Ja, es geht um Vampire, Liebe, Tod und natürlich Musik. ‚Why can’t you see, my bride, that we belong together? Just die a little bit before you’ll live forever!‘ Vor uns liegt aber glücklicherweise nicht die neueste „Twilight“-Compilation, sondern klassischer Power-Metal aus Norwegen. Dracula, der wohl berühmteste Vampir der Literaturgeschichte, ist schon in unzähligen Büchern, Filmen, Comics, ja sogar Musicals in Erscheinung getreten. Tragische Liebesgeschichte und Horrorroman zugleich, fasziniert Bram Stokers Roman „Dracula“ immer noch seine Leser. So war es nur eine Frage der Zeit, bis Dracula auch im Metal Pate für ein Konzeptalbum stehen würde – so geschehen nun bei „Dracula – Swing Of Death“, der neuen „Rock Oper“ der beiden Norweger Jorn Lande (Vocals) und Trond Holter (Gitarre). Die Handlung des Albums wurde nach Aussage der Musiker durch die wahre Geschichte des Prinzen Vlad III. inspiriert, der wiederum auch Bram Stoker seinerzeit als Vorlage für seine Romanfigur gedient haben soll, wobei dieses Theorie von Historikern allerdings in Frage gestellt wird.
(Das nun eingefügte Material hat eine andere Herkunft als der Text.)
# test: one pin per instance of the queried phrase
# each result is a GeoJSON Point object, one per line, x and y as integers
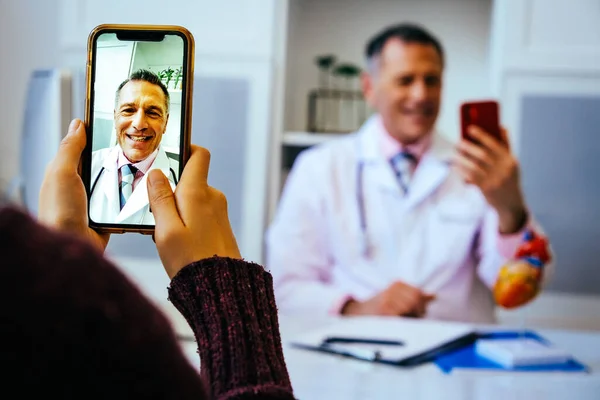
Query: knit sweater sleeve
{"type": "Point", "coordinates": [230, 306]}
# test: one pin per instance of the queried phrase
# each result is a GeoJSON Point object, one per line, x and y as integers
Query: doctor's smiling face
{"type": "Point", "coordinates": [404, 84]}
{"type": "Point", "coordinates": [141, 116]}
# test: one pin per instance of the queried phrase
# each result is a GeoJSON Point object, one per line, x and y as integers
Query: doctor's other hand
{"type": "Point", "coordinates": [63, 199]}
{"type": "Point", "coordinates": [192, 223]}
{"type": "Point", "coordinates": [399, 299]}
{"type": "Point", "coordinates": [492, 167]}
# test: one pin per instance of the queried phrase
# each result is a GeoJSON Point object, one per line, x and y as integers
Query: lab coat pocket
{"type": "Point", "coordinates": [458, 212]}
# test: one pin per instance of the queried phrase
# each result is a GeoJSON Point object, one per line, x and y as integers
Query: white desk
{"type": "Point", "coordinates": [324, 376]}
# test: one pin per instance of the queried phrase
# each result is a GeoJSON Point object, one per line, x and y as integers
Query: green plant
{"type": "Point", "coordinates": [347, 71]}
{"type": "Point", "coordinates": [178, 76]}
{"type": "Point", "coordinates": [325, 62]}
{"type": "Point", "coordinates": [168, 75]}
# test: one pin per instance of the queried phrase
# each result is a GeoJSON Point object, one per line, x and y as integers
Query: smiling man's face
{"type": "Point", "coordinates": [140, 119]}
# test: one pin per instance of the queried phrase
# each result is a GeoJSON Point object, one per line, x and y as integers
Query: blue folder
{"type": "Point", "coordinates": [467, 357]}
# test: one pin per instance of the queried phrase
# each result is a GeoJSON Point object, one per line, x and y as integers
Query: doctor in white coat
{"type": "Point", "coordinates": [394, 219]}
{"type": "Point", "coordinates": [141, 116]}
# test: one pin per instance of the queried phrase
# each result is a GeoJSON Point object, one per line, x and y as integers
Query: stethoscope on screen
{"type": "Point", "coordinates": [102, 170]}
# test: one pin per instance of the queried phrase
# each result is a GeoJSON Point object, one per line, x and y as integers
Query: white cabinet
{"type": "Point", "coordinates": [546, 72]}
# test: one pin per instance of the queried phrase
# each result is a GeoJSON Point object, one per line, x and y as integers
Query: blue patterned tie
{"type": "Point", "coordinates": [403, 164]}
{"type": "Point", "coordinates": [127, 175]}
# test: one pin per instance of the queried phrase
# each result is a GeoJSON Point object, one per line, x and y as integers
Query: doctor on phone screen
{"type": "Point", "coordinates": [119, 173]}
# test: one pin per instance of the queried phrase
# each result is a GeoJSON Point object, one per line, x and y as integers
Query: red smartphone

Wie auch immer, „Dracula – Swing Of Death“ beschäftigt sich ohnehin mehr mit dem Vampir Dracula als mit dem historischen Prinzen, denn schnell drehen sich die Songs um die dunkle Seite des Grafen, seine Abkehr von Gott und um seinen Durst nach Blut.

Jorn Lande verkörpert bzw. singt den Grafen Dracula. Für die weiblichen Parts hat er sich die Unterstützung durch die Norwegerin Lena Fløitmoen Børresen geholt. Einen Erzähler, der durch die Handlung des Albums leiten würde, gibt es ebenso wenig wie ausufernde Instrumentalpassagen, ein klassisches Orchester oder einen Chor. Durch Verzicht auf all das, was man bei so einer Geschichte und der Bezeichnung „Rock Oper“ eigentlich erwarten würde, gelang es Jorn, sich auf das Wesentliche zu konzentrieren: Die Songs sind kompakt und rockig ohne viel Schnickschnack, und das Wichtigste beim Power-Metal: Sie gehen richtig gut ab. Kaum einer der zehn Tracks auf dem Album, der nicht Ohrwurmqualitäten besäße, insbesondere die Refrains bestechen durch mitreißende Melodien, die sich schnell im Gehörgang festsetzen. Exemplarisch sei hier nur einmal die mittelschnelle Ballsaal-Nummer ‚Swing Of Death‘ genannt – grandioser Metal-Swing. Musikalisch ist das Album über jeden Zweifel erhaben. Zehn Kracher, die jedem Freund hymnischer melodiöser Metal-Songs gefallen dürften. Stilistisch irgendwo zwischen Power-Metal à la Savatage oder Rage und Hard-Rock im Alice Cooper Stil werden jede Menge Killer-Hooklines präsentiert. Die Songs treiben nach vorne, die Drums krachen (Schlagzeug: Per Morten Bergseth), Trond Holters Gitarren sorgen für die richtige Mischung aus harten Riffs und äußerst melodischen nie zu langen Soli.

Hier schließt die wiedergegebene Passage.